I don’t think I’ve ever before used the word “groundbreaking” to describe a book! I’m using it now because I’m reading Secret Art Powers by Jo Randerson. This book is so overwhelming that I had to stop reading it at intervals to fully experience and come to terms with my feelings of joyful recognition. I am a theatre practitioner and reviewer, so Randerson’s reflections, experiences, and observations, grounded in their love of theatre, resound especially strongly. That said, there is a wealth of material to interest and challenge other readers and even quirky illustrations “crowdsourced during sessions of group drawing”, Randerson acknowledges in their foreword.
“Art is a way of being,” Randerson continues, and this volume goes on to expand on that theme, and perhaps even more importantly, on its implications. The six powers they write about are explored – one might even say exploited – in the interests of art and the artist. None more so perhaps than their first power, which they title Lies. What could lies have to do with art? Plenty, Randerson asserts. Many truths exist and they are sometimes in conflict with each other. “The truth is rarely pure and never simple”, as Oscar Wilde wrote in The Importance of Being Earnest. And art can and does describe realities that have their own truth.
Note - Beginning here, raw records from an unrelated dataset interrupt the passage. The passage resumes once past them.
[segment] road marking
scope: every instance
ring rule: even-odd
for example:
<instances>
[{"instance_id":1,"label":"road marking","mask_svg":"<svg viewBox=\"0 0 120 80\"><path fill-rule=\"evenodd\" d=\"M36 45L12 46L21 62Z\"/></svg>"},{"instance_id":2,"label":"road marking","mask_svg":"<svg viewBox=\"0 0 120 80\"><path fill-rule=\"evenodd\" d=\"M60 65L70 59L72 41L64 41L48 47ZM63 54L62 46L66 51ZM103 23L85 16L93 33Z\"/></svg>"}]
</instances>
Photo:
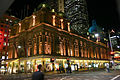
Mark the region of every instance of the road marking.
<instances>
[{"instance_id":1,"label":"road marking","mask_svg":"<svg viewBox=\"0 0 120 80\"><path fill-rule=\"evenodd\" d=\"M115 80L116 78L120 77L120 75L115 76L114 78L112 78L111 80Z\"/></svg>"},{"instance_id":2,"label":"road marking","mask_svg":"<svg viewBox=\"0 0 120 80\"><path fill-rule=\"evenodd\" d=\"M66 79L68 76L66 76L66 77L64 77L64 78L61 78L60 80L64 80L64 79Z\"/></svg>"}]
</instances>

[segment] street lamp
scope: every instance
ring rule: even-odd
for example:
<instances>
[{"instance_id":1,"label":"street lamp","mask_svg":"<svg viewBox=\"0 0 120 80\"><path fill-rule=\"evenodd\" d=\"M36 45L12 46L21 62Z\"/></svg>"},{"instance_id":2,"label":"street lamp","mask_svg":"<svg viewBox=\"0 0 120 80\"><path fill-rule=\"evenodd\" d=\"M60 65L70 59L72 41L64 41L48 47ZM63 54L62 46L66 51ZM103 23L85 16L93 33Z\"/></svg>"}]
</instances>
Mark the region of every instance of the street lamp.
<instances>
[{"instance_id":1,"label":"street lamp","mask_svg":"<svg viewBox=\"0 0 120 80\"><path fill-rule=\"evenodd\" d=\"M20 49L20 48L21 48L21 46L18 46L18 48Z\"/></svg>"},{"instance_id":2,"label":"street lamp","mask_svg":"<svg viewBox=\"0 0 120 80\"><path fill-rule=\"evenodd\" d=\"M99 34L96 33L96 34L95 34L95 37L97 38L96 42L98 42L98 41L99 41Z\"/></svg>"}]
</instances>

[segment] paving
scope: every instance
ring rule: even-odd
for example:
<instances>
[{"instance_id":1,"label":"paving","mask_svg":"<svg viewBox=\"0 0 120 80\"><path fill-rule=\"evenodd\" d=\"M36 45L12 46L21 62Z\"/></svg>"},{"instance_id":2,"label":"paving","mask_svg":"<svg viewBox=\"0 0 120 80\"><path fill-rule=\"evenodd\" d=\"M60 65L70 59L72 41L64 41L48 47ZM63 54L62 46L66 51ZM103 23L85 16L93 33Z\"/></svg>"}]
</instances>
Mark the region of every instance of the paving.
<instances>
[{"instance_id":1,"label":"paving","mask_svg":"<svg viewBox=\"0 0 120 80\"><path fill-rule=\"evenodd\" d=\"M32 74L2 75L4 79L0 80L31 80L31 76ZM45 80L120 80L120 70L111 70L109 73L105 70L59 74L47 73L45 74Z\"/></svg>"}]
</instances>

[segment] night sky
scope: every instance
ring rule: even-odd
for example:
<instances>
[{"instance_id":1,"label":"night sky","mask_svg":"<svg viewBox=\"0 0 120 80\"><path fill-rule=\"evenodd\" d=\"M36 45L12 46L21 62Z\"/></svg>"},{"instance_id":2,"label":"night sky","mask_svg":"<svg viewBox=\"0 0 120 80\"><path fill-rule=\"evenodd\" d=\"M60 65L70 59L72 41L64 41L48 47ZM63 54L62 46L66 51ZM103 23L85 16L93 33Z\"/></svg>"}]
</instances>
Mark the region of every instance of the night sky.
<instances>
[{"instance_id":1,"label":"night sky","mask_svg":"<svg viewBox=\"0 0 120 80\"><path fill-rule=\"evenodd\" d=\"M105 29L118 30L119 17L116 0L87 0L89 23L95 19Z\"/></svg>"},{"instance_id":2,"label":"night sky","mask_svg":"<svg viewBox=\"0 0 120 80\"><path fill-rule=\"evenodd\" d=\"M34 8L43 1L45 0L15 0L10 7L10 12L23 19L25 16L30 16ZM116 0L87 0L87 6L90 26L92 20L95 19L97 24L106 30L113 28L118 30L119 18Z\"/></svg>"}]
</instances>

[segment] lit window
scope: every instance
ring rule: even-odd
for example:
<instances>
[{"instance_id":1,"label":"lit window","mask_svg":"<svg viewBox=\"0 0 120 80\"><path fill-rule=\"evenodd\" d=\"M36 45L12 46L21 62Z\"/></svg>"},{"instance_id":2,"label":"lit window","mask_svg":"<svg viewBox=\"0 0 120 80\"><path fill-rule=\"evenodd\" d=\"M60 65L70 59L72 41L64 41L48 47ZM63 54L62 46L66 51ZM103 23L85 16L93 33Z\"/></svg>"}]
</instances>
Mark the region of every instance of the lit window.
<instances>
[{"instance_id":1,"label":"lit window","mask_svg":"<svg viewBox=\"0 0 120 80\"><path fill-rule=\"evenodd\" d=\"M2 59L5 59L5 56L2 56Z\"/></svg>"},{"instance_id":2,"label":"lit window","mask_svg":"<svg viewBox=\"0 0 120 80\"><path fill-rule=\"evenodd\" d=\"M8 56L7 56L7 59L8 59Z\"/></svg>"},{"instance_id":3,"label":"lit window","mask_svg":"<svg viewBox=\"0 0 120 80\"><path fill-rule=\"evenodd\" d=\"M4 34L5 37L7 37L7 34Z\"/></svg>"},{"instance_id":4,"label":"lit window","mask_svg":"<svg viewBox=\"0 0 120 80\"><path fill-rule=\"evenodd\" d=\"M6 21L8 21L8 19L6 19Z\"/></svg>"},{"instance_id":5,"label":"lit window","mask_svg":"<svg viewBox=\"0 0 120 80\"><path fill-rule=\"evenodd\" d=\"M3 45L6 46L6 42L4 42Z\"/></svg>"},{"instance_id":6,"label":"lit window","mask_svg":"<svg viewBox=\"0 0 120 80\"><path fill-rule=\"evenodd\" d=\"M12 20L10 20L10 22L12 22Z\"/></svg>"},{"instance_id":7,"label":"lit window","mask_svg":"<svg viewBox=\"0 0 120 80\"><path fill-rule=\"evenodd\" d=\"M8 46L9 46L9 43L8 43Z\"/></svg>"}]
</instances>

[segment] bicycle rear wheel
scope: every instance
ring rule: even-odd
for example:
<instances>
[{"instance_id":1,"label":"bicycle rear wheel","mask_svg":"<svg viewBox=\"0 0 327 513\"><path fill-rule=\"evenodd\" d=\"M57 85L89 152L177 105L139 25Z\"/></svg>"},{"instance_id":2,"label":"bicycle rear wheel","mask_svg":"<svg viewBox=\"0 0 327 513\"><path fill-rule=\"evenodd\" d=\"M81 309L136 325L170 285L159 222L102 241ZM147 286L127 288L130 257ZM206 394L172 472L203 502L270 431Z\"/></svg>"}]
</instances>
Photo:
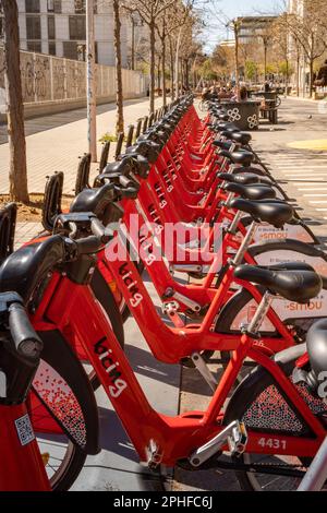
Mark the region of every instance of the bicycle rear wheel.
<instances>
[{"instance_id":1,"label":"bicycle rear wheel","mask_svg":"<svg viewBox=\"0 0 327 513\"><path fill-rule=\"evenodd\" d=\"M289 362L281 365L290 380L295 361L291 358ZM296 387L322 423L326 422L324 417L327 414L327 404L313 396L305 383L300 383ZM301 473L307 470L312 460L281 456L278 449L276 454L270 456L264 454L265 444L274 443L276 434L310 437L310 429L295 408L288 403L271 375L263 368L257 368L245 378L232 396L225 423L235 419L244 421L247 429L266 434L263 440L263 454L246 453L237 460L239 464L255 466L255 472L237 472L241 488L245 491L295 491L302 480Z\"/></svg>"}]
</instances>

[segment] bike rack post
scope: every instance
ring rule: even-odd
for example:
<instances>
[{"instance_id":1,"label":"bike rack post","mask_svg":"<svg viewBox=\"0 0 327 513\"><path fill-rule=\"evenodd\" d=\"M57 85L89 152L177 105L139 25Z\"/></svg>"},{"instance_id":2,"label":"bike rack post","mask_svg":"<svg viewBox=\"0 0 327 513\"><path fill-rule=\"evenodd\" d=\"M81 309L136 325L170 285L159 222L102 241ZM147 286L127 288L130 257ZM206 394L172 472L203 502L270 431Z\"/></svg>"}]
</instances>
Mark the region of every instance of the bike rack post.
<instances>
[{"instance_id":1,"label":"bike rack post","mask_svg":"<svg viewBox=\"0 0 327 513\"><path fill-rule=\"evenodd\" d=\"M135 141L137 141L137 139L138 139L140 135L141 135L141 132L142 132L142 123L143 123L143 119L138 119L137 124L136 124L136 131L135 131Z\"/></svg>"},{"instance_id":2,"label":"bike rack post","mask_svg":"<svg viewBox=\"0 0 327 513\"><path fill-rule=\"evenodd\" d=\"M320 491L327 479L327 437L298 491Z\"/></svg>"},{"instance_id":3,"label":"bike rack post","mask_svg":"<svg viewBox=\"0 0 327 513\"><path fill-rule=\"evenodd\" d=\"M45 230L52 231L56 217L62 213L63 172L56 172L47 179L41 223Z\"/></svg>"},{"instance_id":4,"label":"bike rack post","mask_svg":"<svg viewBox=\"0 0 327 513\"><path fill-rule=\"evenodd\" d=\"M75 182L75 194L80 194L84 189L90 189L89 186L89 172L90 172L90 153L86 153L84 157L81 158L77 168L77 176Z\"/></svg>"},{"instance_id":5,"label":"bike rack post","mask_svg":"<svg viewBox=\"0 0 327 513\"><path fill-rule=\"evenodd\" d=\"M143 121L143 133L147 131L148 127L148 117L146 116Z\"/></svg>"},{"instance_id":6,"label":"bike rack post","mask_svg":"<svg viewBox=\"0 0 327 513\"><path fill-rule=\"evenodd\" d=\"M109 159L109 151L110 151L110 141L104 144L102 146L102 152L101 152L101 157L100 157L100 166L99 166L99 171L102 172L108 164Z\"/></svg>"},{"instance_id":7,"label":"bike rack post","mask_svg":"<svg viewBox=\"0 0 327 513\"><path fill-rule=\"evenodd\" d=\"M132 146L133 144L133 135L134 135L134 124L130 124L126 138L126 148Z\"/></svg>"},{"instance_id":8,"label":"bike rack post","mask_svg":"<svg viewBox=\"0 0 327 513\"><path fill-rule=\"evenodd\" d=\"M155 120L155 115L153 112L149 115L149 118L148 118L148 128L150 128L154 124L154 120Z\"/></svg>"},{"instance_id":9,"label":"bike rack post","mask_svg":"<svg viewBox=\"0 0 327 513\"><path fill-rule=\"evenodd\" d=\"M116 153L114 153L114 160L118 160L119 156L121 155L122 151L122 145L124 142L124 134L123 132L120 132L117 138L117 146L116 146Z\"/></svg>"},{"instance_id":10,"label":"bike rack post","mask_svg":"<svg viewBox=\"0 0 327 513\"><path fill-rule=\"evenodd\" d=\"M17 205L9 203L0 211L0 264L14 250Z\"/></svg>"}]
</instances>

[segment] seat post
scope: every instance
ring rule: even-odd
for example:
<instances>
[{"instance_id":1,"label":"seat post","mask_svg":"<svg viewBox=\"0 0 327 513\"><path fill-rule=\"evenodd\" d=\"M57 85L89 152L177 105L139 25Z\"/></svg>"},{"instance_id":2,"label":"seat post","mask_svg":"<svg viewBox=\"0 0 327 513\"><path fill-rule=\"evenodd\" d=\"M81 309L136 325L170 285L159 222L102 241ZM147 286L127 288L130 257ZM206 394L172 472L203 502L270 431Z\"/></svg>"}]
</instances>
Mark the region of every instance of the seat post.
<instances>
[{"instance_id":1,"label":"seat post","mask_svg":"<svg viewBox=\"0 0 327 513\"><path fill-rule=\"evenodd\" d=\"M238 254L235 255L234 260L232 261L233 265L237 267L238 265L241 265L243 263L244 254L246 253L252 240L253 236L256 231L257 223L254 220L252 225L250 226L246 237L244 238L241 248L238 251Z\"/></svg>"},{"instance_id":2,"label":"seat post","mask_svg":"<svg viewBox=\"0 0 327 513\"><path fill-rule=\"evenodd\" d=\"M274 296L270 293L266 293L263 297L262 302L259 303L257 311L255 312L254 318L252 319L247 332L250 335L256 335L262 327L262 324L269 311Z\"/></svg>"}]
</instances>

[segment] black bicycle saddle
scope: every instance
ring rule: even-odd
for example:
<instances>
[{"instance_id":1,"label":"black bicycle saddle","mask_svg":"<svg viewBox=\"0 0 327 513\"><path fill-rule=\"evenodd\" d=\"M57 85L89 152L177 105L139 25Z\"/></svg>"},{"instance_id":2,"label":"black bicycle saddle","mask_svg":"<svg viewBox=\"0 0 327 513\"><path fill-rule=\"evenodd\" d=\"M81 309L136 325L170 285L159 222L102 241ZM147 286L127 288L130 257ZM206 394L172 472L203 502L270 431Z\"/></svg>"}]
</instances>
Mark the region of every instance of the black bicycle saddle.
<instances>
[{"instance_id":1,"label":"black bicycle saddle","mask_svg":"<svg viewBox=\"0 0 327 513\"><path fill-rule=\"evenodd\" d=\"M240 265L234 275L243 282L264 286L271 294L301 305L308 303L323 288L323 281L313 267L298 262L269 267Z\"/></svg>"}]
</instances>

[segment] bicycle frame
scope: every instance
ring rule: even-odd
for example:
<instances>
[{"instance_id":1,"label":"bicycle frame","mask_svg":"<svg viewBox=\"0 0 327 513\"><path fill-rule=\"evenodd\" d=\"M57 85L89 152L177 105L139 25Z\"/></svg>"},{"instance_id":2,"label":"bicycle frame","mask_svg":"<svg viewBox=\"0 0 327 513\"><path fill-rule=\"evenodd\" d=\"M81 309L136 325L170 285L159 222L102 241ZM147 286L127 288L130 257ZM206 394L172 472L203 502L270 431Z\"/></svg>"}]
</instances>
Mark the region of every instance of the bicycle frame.
<instances>
[{"instance_id":1,"label":"bicycle frame","mask_svg":"<svg viewBox=\"0 0 327 513\"><path fill-rule=\"evenodd\" d=\"M53 330L56 326L63 332L68 323L72 329L71 339L82 343L142 462L173 466L216 437L222 430L221 409L246 357L270 372L314 433L313 438L307 439L274 434L275 446L263 451L261 441L271 438L271 433L249 432L249 452L276 454L278 446L280 455L311 457L325 438L325 429L293 384L270 358L255 349L255 341L247 335L239 341L208 409L172 418L157 413L149 405L90 289L56 274L33 318L33 324L37 331ZM161 344L166 344L165 332L161 331L159 336L162 337ZM225 450L228 451L228 448Z\"/></svg>"}]
</instances>

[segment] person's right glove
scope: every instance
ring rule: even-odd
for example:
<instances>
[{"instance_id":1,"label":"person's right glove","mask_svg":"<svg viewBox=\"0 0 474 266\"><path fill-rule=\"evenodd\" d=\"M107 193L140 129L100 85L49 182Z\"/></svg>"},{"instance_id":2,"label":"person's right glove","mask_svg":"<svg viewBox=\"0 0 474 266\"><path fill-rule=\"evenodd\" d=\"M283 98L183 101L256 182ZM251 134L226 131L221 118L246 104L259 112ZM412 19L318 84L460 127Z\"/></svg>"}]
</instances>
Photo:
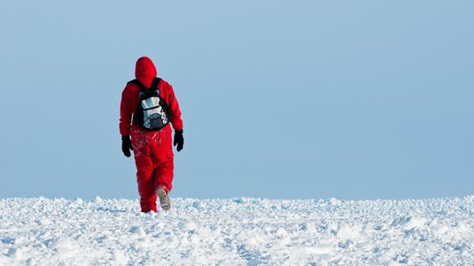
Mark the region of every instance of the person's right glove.
<instances>
[{"instance_id":1,"label":"person's right glove","mask_svg":"<svg viewBox=\"0 0 474 266\"><path fill-rule=\"evenodd\" d=\"M173 142L173 146L176 146L176 150L180 152L183 149L183 146L184 145L184 138L183 137L183 129L182 130L175 130L175 141Z\"/></svg>"},{"instance_id":2,"label":"person's right glove","mask_svg":"<svg viewBox=\"0 0 474 266\"><path fill-rule=\"evenodd\" d=\"M133 150L130 136L121 136L121 151L123 151L123 155L129 157L132 155L130 149Z\"/></svg>"}]
</instances>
The secular world, and the political one, have difficulty with such a wide-ranging concept. Witness the pitifully small financial support given to artistic endeavours in this country compared to the vast amounts allotted to sport! I’m tempted to say that those in charge of such decisions suffer from a severe lack of imagination, sensitivity, and any valuing of the place of emotional response.
What does exaggeration in a theatre piece matter if it makes an important point? Why shouldn’t irony and satire be acceptable as ways of exposing wrong or corruption? These and similar arguments are skilfully and passionately presented by Randerson in their six parts: Lies is followed by Fluidity, Multiplicity, Wrong, Live, and Imagination.
Secret Art Powers has the subtitle: How creative thinking can achieve radical change. This book is a giant step in that direction.